All,
We migrated our systems onto a Linux server running OE 11.4 back in July . In Late November we had an outage on our Live server, and the DB log file reported a semaphore error. Server was rebooted, and everything went back to normal.
Saturday just gone, we had another outage, followed by two on Monday and 2 yesterday.
we are seeing entries like:
[2015/12/14@15:27:47.359+0000] P-65624 T-140275601626944 I SRV 21: (1075) Semaphore id 30 was removed
[2015/12/14@15:27:47.359+0000] P-143185 T-139735250765632 I SRV 23: (723) ** The server has disconnected.
[2015/12/14@15:27:47.359+0000] P-65624 T-140275601626944 I SRV 21: (723) ** The server has disconnected.
[2015/12/14@15:27:47.359+0000] P-143185 T-139735250765632 F SRV : (6517) SYSTEM ERROR: Unexpected error return from semAdd -1
[2015/12/14@15:27:51.722+0000] P-9582 T-140607981442880 I ABL 104: (1075) Semaphore id -32739 was removed
[2015/12/14@15:27:51.722+0000] P-9549 T-140463995369280 I ABL 103: (1075) Semaphore id -32739 was removed
[2015/12/14@15:27:51.723+0000] P-9549 T-140463995369280 F ABL : (6517) SYSTEM ERROR: Unexpected error return from semAdd -1
[2015/12/14@15:27:54.167+0000] P-11878 T-139624773539648 I SRV 18: (1132) Invalid semaphore id
[2015/12/14@15:27:54.167+0000] P-11878 T-139624773539648 I SRV 18: (10839) SYSTEM ERROR: Unable to get value of semaphore set : semid = 28, errno = 22.
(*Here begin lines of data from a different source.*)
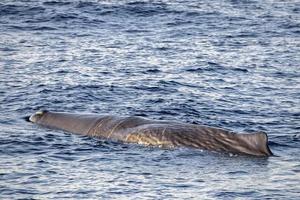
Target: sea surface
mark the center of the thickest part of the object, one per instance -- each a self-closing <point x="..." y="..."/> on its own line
<point x="229" y="64"/>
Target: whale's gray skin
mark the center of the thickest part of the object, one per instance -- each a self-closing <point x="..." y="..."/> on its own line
<point x="154" y="132"/>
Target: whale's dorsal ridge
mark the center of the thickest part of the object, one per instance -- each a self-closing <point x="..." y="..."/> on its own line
<point x="258" y="140"/>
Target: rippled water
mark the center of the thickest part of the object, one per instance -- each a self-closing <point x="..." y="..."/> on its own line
<point x="230" y="64"/>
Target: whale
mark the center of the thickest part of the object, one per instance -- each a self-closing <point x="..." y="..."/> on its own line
<point x="161" y="133"/>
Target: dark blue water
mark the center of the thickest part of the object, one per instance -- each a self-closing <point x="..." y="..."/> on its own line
<point x="230" y="64"/>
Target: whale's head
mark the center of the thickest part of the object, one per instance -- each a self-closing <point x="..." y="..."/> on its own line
<point x="37" y="116"/>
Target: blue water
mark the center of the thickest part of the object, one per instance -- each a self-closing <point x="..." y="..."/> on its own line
<point x="230" y="64"/>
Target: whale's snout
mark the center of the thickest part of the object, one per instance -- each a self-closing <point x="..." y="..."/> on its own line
<point x="36" y="116"/>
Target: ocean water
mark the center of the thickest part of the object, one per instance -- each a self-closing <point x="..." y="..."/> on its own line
<point x="230" y="64"/>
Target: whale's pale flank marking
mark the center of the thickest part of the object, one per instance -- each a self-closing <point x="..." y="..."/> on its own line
<point x="155" y="132"/>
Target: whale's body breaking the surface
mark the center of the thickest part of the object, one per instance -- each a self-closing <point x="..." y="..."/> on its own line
<point x="155" y="132"/>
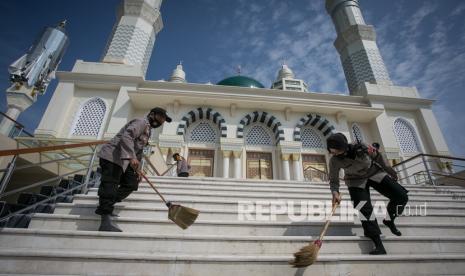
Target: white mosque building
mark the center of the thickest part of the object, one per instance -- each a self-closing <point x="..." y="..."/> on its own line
<point x="237" y="128"/>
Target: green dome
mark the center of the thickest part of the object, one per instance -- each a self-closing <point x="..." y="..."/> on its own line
<point x="241" y="81"/>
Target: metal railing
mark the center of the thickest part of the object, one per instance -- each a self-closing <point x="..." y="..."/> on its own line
<point x="421" y="169"/>
<point x="430" y="169"/>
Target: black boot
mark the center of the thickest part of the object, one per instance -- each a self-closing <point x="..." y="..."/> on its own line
<point x="392" y="226"/>
<point x="99" y="212"/>
<point x="379" y="247"/>
<point x="108" y="225"/>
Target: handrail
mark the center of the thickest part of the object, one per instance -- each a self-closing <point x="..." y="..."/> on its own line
<point x="49" y="148"/>
<point x="33" y="206"/>
<point x="46" y="162"/>
<point x="429" y="155"/>
<point x="37" y="184"/>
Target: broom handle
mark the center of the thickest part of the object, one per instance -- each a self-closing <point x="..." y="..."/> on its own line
<point x="323" y="232"/>
<point x="153" y="187"/>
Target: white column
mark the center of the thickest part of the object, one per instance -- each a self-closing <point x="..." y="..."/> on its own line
<point x="226" y="156"/>
<point x="164" y="153"/>
<point x="286" y="170"/>
<point x="237" y="164"/>
<point x="296" y="166"/>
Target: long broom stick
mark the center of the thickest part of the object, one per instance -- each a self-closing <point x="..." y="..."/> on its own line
<point x="307" y="255"/>
<point x="181" y="215"/>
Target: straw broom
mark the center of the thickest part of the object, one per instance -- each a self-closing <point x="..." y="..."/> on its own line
<point x="307" y="255"/>
<point x="182" y="216"/>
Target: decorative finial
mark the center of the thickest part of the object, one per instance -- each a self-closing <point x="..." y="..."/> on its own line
<point x="239" y="69"/>
<point x="62" y="24"/>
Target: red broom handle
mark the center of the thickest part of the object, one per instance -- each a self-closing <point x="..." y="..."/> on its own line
<point x="328" y="220"/>
<point x="153" y="187"/>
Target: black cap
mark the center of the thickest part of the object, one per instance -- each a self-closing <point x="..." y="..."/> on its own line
<point x="337" y="141"/>
<point x="161" y="111"/>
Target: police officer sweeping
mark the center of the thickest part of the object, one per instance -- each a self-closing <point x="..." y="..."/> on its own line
<point x="364" y="167"/>
<point x="120" y="159"/>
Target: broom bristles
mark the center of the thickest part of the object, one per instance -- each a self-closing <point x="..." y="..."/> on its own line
<point x="182" y="216"/>
<point x="307" y="255"/>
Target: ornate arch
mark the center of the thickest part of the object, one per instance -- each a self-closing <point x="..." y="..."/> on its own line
<point x="406" y="136"/>
<point x="89" y="118"/>
<point x="200" y="114"/>
<point x="357" y="133"/>
<point x="262" y="117"/>
<point x="318" y="122"/>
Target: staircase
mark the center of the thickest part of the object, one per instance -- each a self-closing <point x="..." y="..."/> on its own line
<point x="66" y="242"/>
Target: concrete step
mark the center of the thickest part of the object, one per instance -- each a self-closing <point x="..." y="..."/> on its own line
<point x="18" y="261"/>
<point x="29" y="239"/>
<point x="249" y="228"/>
<point x="281" y="194"/>
<point x="311" y="189"/>
<point x="432" y="214"/>
<point x="273" y="183"/>
<point x="202" y="201"/>
<point x="192" y="194"/>
<point x="287" y="186"/>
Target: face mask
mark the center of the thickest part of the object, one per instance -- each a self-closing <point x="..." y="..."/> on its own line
<point x="154" y="123"/>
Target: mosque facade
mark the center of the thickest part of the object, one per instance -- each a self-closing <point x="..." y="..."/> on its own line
<point x="238" y="128"/>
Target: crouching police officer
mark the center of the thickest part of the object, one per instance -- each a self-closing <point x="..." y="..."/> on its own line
<point x="119" y="160"/>
<point x="364" y="167"/>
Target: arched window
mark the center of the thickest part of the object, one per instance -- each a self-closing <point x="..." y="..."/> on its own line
<point x="406" y="136"/>
<point x="203" y="132"/>
<point x="357" y="133"/>
<point x="90" y="118"/>
<point x="258" y="134"/>
<point x="311" y="139"/>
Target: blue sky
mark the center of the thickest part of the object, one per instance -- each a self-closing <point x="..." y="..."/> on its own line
<point x="421" y="41"/>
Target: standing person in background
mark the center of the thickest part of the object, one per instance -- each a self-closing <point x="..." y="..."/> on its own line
<point x="120" y="160"/>
<point x="182" y="168"/>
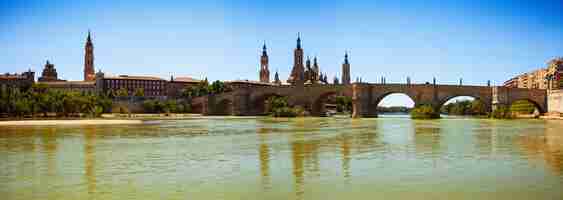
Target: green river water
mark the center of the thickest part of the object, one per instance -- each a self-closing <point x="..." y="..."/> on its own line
<point x="302" y="158"/>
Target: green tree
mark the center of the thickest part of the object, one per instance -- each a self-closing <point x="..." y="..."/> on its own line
<point x="424" y="112"/>
<point x="478" y="107"/>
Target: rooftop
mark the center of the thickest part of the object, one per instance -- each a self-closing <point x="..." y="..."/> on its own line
<point x="186" y="79"/>
<point x="129" y="77"/>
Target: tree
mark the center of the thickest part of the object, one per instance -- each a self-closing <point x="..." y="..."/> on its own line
<point x="343" y="103"/>
<point x="478" y="107"/>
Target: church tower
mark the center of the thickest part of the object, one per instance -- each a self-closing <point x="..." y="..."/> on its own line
<point x="89" y="73"/>
<point x="297" y="75"/>
<point x="264" y="71"/>
<point x="346" y="70"/>
<point x="316" y="70"/>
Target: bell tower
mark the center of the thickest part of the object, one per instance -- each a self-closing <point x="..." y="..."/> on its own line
<point x="297" y="75"/>
<point x="89" y="73"/>
<point x="345" y="70"/>
<point x="264" y="71"/>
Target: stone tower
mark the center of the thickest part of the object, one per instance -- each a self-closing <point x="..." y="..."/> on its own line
<point x="277" y="79"/>
<point x="89" y="73"/>
<point x="316" y="71"/>
<point x="346" y="70"/>
<point x="264" y="71"/>
<point x="49" y="73"/>
<point x="297" y="75"/>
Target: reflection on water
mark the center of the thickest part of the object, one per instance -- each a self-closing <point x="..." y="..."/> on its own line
<point x="304" y="158"/>
<point x="545" y="146"/>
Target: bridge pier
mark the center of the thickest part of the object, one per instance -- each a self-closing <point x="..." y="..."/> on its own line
<point x="361" y="102"/>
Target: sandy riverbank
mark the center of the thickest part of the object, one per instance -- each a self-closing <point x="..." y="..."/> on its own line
<point x="68" y="122"/>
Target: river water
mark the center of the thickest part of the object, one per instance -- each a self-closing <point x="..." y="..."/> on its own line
<point x="303" y="158"/>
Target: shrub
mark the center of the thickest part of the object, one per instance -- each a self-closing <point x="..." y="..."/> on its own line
<point x="502" y="112"/>
<point x="424" y="112"/>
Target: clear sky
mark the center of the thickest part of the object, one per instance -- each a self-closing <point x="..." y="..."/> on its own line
<point x="476" y="40"/>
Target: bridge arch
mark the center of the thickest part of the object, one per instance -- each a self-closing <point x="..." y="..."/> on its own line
<point x="379" y="99"/>
<point x="224" y="107"/>
<point x="259" y="102"/>
<point x="442" y="102"/>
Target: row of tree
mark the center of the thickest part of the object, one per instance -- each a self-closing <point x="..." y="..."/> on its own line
<point x="465" y="107"/>
<point x="168" y="106"/>
<point x="38" y="101"/>
<point x="204" y="88"/>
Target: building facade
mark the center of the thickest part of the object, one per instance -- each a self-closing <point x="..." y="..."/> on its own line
<point x="72" y="86"/>
<point x="49" y="73"/>
<point x="151" y="86"/>
<point x="544" y="78"/>
<point x="23" y="80"/>
<point x="297" y="76"/>
<point x="89" y="72"/>
<point x="264" y="71"/>
<point x="176" y="85"/>
<point x="346" y="70"/>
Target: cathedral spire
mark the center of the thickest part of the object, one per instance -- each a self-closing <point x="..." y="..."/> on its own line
<point x="298" y="40"/>
<point x="264" y="71"/>
<point x="89" y="72"/>
<point x="264" y="53"/>
<point x="345" y="70"/>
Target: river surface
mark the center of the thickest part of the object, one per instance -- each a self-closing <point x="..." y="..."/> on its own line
<point x="303" y="158"/>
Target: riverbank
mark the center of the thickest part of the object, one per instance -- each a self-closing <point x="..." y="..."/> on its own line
<point x="68" y="122"/>
<point x="149" y="116"/>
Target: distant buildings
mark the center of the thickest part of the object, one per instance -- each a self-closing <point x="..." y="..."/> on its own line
<point x="545" y="78"/>
<point x="99" y="82"/>
<point x="301" y="74"/>
<point x="23" y="80"/>
<point x="49" y="73"/>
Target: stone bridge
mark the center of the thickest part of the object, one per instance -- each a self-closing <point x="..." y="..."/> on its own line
<point x="248" y="98"/>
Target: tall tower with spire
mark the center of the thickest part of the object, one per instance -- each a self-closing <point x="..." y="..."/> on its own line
<point x="264" y="71"/>
<point x="316" y="70"/>
<point x="297" y="75"/>
<point x="89" y="72"/>
<point x="346" y="70"/>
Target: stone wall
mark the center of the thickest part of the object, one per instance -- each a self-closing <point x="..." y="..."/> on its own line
<point x="555" y="101"/>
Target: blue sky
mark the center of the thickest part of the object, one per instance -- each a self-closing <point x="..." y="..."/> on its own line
<point x="476" y="40"/>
[2015/12/14@15:27:54.167+0000] P-11878 T-139624773539648 I SRV 18: (-----) semLockLog_2: semValue val = -1
[2015/12/14@15:27:54.167+0000] P-11878 T-139624773539648 I SRV 18: (1132) Invalid semaphore id
[2015/12/14@15:27:54.167+0000] P-11878 T-139624773539648 I SRV 18: (10839) SYSTEM ERROR: Unable to set semaphore set : semid = -32739, errno = 22.
[2015/12/14@15:27:54.169+0000] P-11878 T-139624773539648 I SRV 18: (2520) Stopped.
Our sys Admin has increased both SEMMSL, SEMMNS and SEMOPM slightly, but based on the limited reading about the values these need to be (article P61278) , we should have been fine.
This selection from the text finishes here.